You also have to understand that based on crew responsibilities, only certain crew members are in position to make this call. And that would have typically involved the referee and umpire in the past. Biut now, the center official is the principal guy who is responsible for making this call.

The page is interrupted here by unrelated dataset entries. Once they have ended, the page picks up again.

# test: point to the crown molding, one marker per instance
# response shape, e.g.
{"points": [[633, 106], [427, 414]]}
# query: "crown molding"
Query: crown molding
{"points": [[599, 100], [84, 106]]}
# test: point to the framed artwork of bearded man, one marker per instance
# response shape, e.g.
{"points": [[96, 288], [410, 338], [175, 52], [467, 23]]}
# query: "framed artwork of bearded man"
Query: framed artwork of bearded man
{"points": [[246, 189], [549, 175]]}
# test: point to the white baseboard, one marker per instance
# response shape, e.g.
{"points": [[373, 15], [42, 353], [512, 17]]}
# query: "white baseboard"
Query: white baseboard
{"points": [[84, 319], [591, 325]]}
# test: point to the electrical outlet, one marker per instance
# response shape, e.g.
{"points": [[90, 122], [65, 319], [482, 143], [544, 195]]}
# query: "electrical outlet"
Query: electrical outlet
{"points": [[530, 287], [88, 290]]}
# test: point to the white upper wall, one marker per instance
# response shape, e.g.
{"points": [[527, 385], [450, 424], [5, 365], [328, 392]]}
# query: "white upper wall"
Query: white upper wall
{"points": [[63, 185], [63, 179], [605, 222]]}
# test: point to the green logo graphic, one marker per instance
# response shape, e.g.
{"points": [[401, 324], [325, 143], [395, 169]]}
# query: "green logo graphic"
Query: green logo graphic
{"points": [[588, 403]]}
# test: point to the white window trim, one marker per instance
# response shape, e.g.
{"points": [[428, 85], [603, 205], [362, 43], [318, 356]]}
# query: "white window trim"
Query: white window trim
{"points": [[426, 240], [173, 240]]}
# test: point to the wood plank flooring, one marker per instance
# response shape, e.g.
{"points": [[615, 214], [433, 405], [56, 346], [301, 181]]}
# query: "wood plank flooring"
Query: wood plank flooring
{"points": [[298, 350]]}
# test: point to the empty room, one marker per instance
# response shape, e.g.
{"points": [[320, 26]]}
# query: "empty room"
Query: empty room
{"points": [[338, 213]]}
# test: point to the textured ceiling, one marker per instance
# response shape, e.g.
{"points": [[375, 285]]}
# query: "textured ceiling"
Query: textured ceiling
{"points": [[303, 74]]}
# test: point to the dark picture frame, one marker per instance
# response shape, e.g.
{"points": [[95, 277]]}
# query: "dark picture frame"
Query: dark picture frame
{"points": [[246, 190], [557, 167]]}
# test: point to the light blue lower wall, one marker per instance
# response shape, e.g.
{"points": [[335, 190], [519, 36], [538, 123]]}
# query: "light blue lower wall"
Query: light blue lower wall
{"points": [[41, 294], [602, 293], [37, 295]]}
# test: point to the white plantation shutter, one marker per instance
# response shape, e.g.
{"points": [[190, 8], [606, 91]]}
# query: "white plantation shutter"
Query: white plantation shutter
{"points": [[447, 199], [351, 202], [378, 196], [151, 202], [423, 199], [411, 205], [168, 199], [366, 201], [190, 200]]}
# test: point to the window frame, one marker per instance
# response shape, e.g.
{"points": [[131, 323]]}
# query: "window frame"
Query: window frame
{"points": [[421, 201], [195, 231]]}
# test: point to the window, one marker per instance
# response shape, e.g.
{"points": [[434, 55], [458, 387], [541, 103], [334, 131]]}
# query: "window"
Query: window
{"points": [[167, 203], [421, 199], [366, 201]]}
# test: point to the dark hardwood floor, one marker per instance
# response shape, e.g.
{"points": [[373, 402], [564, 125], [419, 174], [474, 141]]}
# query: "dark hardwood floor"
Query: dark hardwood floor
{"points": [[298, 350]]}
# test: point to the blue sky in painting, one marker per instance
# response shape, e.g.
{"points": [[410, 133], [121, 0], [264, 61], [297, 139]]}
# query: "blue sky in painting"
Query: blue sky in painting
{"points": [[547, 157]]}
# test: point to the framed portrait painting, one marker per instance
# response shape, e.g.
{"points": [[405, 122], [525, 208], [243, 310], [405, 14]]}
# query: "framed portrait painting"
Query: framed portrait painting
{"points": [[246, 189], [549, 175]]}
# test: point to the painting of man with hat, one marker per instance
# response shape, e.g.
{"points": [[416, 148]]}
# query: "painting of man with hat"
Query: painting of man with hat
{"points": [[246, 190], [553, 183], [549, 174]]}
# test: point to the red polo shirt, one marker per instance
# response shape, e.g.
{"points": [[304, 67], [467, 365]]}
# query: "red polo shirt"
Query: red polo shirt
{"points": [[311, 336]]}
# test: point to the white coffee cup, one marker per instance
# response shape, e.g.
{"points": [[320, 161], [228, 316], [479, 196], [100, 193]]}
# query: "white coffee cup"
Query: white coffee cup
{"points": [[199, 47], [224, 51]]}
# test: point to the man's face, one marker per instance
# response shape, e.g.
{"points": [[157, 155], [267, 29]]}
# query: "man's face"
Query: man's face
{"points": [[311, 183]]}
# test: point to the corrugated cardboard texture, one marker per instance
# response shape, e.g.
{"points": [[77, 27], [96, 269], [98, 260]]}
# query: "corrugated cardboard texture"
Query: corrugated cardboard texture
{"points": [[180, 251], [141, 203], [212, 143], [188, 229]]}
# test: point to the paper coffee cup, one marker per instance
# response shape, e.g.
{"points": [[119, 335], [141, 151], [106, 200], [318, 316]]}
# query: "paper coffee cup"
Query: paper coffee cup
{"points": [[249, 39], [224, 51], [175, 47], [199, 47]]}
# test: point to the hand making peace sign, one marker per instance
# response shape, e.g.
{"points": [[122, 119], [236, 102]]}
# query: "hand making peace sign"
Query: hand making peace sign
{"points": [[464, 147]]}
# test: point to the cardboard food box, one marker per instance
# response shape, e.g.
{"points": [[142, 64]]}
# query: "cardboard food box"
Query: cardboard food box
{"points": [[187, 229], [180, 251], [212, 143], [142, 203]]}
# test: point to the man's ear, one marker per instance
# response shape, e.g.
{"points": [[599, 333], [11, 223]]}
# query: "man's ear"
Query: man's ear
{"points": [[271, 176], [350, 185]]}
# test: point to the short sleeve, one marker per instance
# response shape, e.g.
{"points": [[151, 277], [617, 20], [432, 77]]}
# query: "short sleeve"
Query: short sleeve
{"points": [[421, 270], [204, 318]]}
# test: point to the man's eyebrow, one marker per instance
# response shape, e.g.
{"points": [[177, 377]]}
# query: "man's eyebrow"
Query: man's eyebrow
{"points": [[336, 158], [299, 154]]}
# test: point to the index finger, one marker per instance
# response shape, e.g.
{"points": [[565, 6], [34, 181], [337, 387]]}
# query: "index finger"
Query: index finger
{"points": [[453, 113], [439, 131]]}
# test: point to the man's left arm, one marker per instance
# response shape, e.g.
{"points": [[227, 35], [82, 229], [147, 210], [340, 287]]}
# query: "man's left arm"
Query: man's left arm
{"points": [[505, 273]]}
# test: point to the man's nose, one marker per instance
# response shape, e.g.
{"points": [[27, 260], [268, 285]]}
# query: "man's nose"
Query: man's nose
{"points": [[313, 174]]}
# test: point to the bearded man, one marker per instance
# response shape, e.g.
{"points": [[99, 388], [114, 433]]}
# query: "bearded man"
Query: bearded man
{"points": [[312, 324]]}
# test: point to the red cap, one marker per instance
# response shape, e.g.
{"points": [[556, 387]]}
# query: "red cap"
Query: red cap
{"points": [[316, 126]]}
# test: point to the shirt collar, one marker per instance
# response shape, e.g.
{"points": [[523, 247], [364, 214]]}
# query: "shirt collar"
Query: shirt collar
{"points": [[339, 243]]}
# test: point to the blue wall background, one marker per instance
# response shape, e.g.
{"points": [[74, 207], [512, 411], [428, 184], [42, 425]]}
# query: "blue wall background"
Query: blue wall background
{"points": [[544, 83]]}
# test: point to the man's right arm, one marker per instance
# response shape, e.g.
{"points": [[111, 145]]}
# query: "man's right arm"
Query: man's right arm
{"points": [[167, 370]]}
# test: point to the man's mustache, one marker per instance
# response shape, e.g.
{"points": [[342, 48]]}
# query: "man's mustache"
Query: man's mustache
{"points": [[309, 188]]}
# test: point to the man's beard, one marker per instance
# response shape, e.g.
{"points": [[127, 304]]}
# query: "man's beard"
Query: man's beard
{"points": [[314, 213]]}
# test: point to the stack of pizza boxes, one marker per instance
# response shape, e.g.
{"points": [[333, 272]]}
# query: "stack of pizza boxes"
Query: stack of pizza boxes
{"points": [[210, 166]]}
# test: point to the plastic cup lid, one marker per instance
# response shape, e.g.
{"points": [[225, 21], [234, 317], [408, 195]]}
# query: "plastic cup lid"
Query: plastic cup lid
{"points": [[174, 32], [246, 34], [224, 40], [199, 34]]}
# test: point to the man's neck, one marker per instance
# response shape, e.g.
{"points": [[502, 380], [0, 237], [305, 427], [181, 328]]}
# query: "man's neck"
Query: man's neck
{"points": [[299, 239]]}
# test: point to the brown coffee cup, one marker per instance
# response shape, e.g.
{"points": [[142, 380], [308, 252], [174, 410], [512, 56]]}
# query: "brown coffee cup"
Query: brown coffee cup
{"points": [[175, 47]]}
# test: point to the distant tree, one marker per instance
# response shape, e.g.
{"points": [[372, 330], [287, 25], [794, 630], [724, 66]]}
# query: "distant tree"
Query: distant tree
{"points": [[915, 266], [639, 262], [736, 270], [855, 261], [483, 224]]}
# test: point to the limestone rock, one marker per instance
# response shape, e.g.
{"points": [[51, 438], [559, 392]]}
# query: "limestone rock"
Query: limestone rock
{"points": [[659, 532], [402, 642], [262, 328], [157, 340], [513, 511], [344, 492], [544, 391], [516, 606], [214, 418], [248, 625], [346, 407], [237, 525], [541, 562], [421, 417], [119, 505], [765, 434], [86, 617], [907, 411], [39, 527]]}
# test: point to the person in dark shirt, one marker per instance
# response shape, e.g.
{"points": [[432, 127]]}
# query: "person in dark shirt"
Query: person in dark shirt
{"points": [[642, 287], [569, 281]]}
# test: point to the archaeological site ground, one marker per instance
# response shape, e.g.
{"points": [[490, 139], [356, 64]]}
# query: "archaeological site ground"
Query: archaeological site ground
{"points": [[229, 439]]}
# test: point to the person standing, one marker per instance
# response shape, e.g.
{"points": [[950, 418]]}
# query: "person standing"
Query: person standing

The referee, or white hat, is watching the quarterback and contact with him post snap. He could often call holding but usually defers this call to his backfield partner. He's got so much going on that to expect him to make this call is sort of like expecting your supervisor to override others he's asked to cover other parts of your business operation. In other words, even if he sees it, he's unlikely to call it. He relies on his crew to make the calls, and he just makes sure they got them right.

Bigly yuge

December 1st, 2017 at 6:42 PM ^

Our defensive line has received a gross miscarriage of justice. I am hoping to go back and watch every game from the Harbaugh era in an effort to discover why our elite defensive line does not get holding calls more often. Not sure how long it will take, but when finished I will publish the results as a diary.